Hypothesis Testing

2025-11-09

What is Hypothesis Testing?

Hypothesis testing is a way data is used to make decisions. We test a statement (hypothesis) about a population using a sample.

Example: We want to know if a new study method improves student’s exams scores compared to a traditional method.

We test this using Hypothesis Testing

Collect Data
Compare Averages
Decide if difference is real or random

Two types of Hypotheses

Null hypothesis (H₀): The new method has no effect. \(H_0: \mu_{new} = \mu_{old}\)
Alternative hypothesis (Hₐ): The new method improves scores. \(H_a: \mu_{new} > \mu_{old}\)

Math

For two groups of students: \[ t = \frac{\bar{x}_{new} - \bar{x}_{old}}{\sqrt{\frac{s_{new}^2}{n_{new}} + \frac{s_{old}^2}{n_{old}}}} \]

If the difference between the averages is big enough (|t| is large), it is unlikely to have happened by luck. H₀ is rejected

Example

Study Methods vs Test Scores 30 students in each group (old/new study method) are tested. Code to create data set. Example is not accurate, random data used.

set.seed(42)
traditional <- rnorm(30, mean = 75, sd = 8)
new_method <- rnorm(30, mean = 81, sd = 7)

data <- tibble(
  method = c(rep("Traditional", 30), rep("New Method", 30)),
  score = c(traditional, new_method)
)

Running the t-test

Test to see if the new study method leads to higher exam scores than the typical study method. This is a right-tailed t-test Right-Tailed t-test - testing if the new group’s mean is greater Code to run a t-test.
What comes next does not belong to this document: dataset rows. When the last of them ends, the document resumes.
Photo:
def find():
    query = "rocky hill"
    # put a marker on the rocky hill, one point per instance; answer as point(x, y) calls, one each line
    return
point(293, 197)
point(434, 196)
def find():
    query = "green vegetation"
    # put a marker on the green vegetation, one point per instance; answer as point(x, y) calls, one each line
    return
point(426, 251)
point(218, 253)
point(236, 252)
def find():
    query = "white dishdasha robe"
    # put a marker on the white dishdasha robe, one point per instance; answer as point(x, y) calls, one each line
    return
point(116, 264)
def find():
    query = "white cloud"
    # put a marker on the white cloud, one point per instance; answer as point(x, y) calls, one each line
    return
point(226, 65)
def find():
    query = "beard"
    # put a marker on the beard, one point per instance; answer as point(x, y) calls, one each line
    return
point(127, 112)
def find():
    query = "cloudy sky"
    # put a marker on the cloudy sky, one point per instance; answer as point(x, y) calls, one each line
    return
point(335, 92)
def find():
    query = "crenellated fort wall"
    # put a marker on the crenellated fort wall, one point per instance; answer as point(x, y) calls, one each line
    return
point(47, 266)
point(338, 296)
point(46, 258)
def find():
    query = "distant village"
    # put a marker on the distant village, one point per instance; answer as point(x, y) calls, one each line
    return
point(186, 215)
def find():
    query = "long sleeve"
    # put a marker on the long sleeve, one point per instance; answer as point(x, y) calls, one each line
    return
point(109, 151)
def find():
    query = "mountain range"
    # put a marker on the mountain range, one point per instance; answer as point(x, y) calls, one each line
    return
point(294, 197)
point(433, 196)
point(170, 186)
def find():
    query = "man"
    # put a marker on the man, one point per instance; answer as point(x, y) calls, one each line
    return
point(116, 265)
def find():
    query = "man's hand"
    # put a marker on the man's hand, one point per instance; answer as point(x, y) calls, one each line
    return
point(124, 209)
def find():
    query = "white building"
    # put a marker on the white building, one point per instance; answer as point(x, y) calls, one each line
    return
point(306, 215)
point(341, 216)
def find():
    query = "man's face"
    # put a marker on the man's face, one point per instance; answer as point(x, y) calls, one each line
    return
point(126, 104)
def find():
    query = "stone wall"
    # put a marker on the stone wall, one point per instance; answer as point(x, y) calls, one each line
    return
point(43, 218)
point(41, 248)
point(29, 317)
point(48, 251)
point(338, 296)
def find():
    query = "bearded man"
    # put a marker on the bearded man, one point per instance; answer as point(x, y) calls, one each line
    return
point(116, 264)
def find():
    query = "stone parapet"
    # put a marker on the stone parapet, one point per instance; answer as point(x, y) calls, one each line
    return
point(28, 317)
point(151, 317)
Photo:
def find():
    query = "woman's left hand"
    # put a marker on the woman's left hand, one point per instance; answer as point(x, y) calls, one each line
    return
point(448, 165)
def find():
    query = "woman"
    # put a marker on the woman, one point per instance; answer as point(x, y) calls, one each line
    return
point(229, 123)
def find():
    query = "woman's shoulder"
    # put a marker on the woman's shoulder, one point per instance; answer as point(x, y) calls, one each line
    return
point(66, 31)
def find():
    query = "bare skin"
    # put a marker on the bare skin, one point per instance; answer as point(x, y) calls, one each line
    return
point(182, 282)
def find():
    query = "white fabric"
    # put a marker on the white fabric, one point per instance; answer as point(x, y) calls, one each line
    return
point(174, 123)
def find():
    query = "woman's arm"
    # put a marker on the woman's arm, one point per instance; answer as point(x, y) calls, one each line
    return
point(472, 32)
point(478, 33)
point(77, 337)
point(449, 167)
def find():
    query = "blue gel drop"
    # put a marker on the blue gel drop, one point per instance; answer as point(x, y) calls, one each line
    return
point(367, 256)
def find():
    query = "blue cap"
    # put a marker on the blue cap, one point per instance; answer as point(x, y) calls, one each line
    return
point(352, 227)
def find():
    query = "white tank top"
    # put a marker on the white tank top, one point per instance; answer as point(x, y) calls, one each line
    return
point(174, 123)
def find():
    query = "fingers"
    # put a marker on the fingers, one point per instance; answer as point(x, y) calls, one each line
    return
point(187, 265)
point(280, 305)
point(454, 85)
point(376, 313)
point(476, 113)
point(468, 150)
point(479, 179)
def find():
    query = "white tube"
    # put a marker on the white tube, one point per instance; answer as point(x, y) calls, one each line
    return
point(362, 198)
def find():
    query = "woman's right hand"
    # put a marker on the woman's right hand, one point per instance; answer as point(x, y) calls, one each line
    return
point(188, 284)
tt<-t.test(score ~ method, data=data, alternative = "greater")
t_value <- unname(tt$statistic)
p_value <- tt$p.value

cat("t-value:", round(tt$statistic, 3), 
    "p-value:", round(tt$p.value, 4))

## t-value: 2.024 p-value: 0.024

Results: - t-value how far apart the two groups are from each other - p-value probability of seeing this difference randomly If P < 0.05, reject the H₀ and conclude the new method improves exam scores.

Boxplot of Exam Scores

If the mean of the new method box is higher, this suggests the students scored better using that method.

Sampling distribution

We can bootstrap the data to see how the averages vary randomly. Code to complete bootstrap using R:

set.seed(10)
boot_diffs <- replicate(3000, {
mean(sample(traditional, 30, replace = TRUE)) -
mean(sample(new_method, 30, replace = TRUE))
})
boot_df <- tibble(diff = boot_diffs)
obs_diff <- mean(traditional) - mean(new_method)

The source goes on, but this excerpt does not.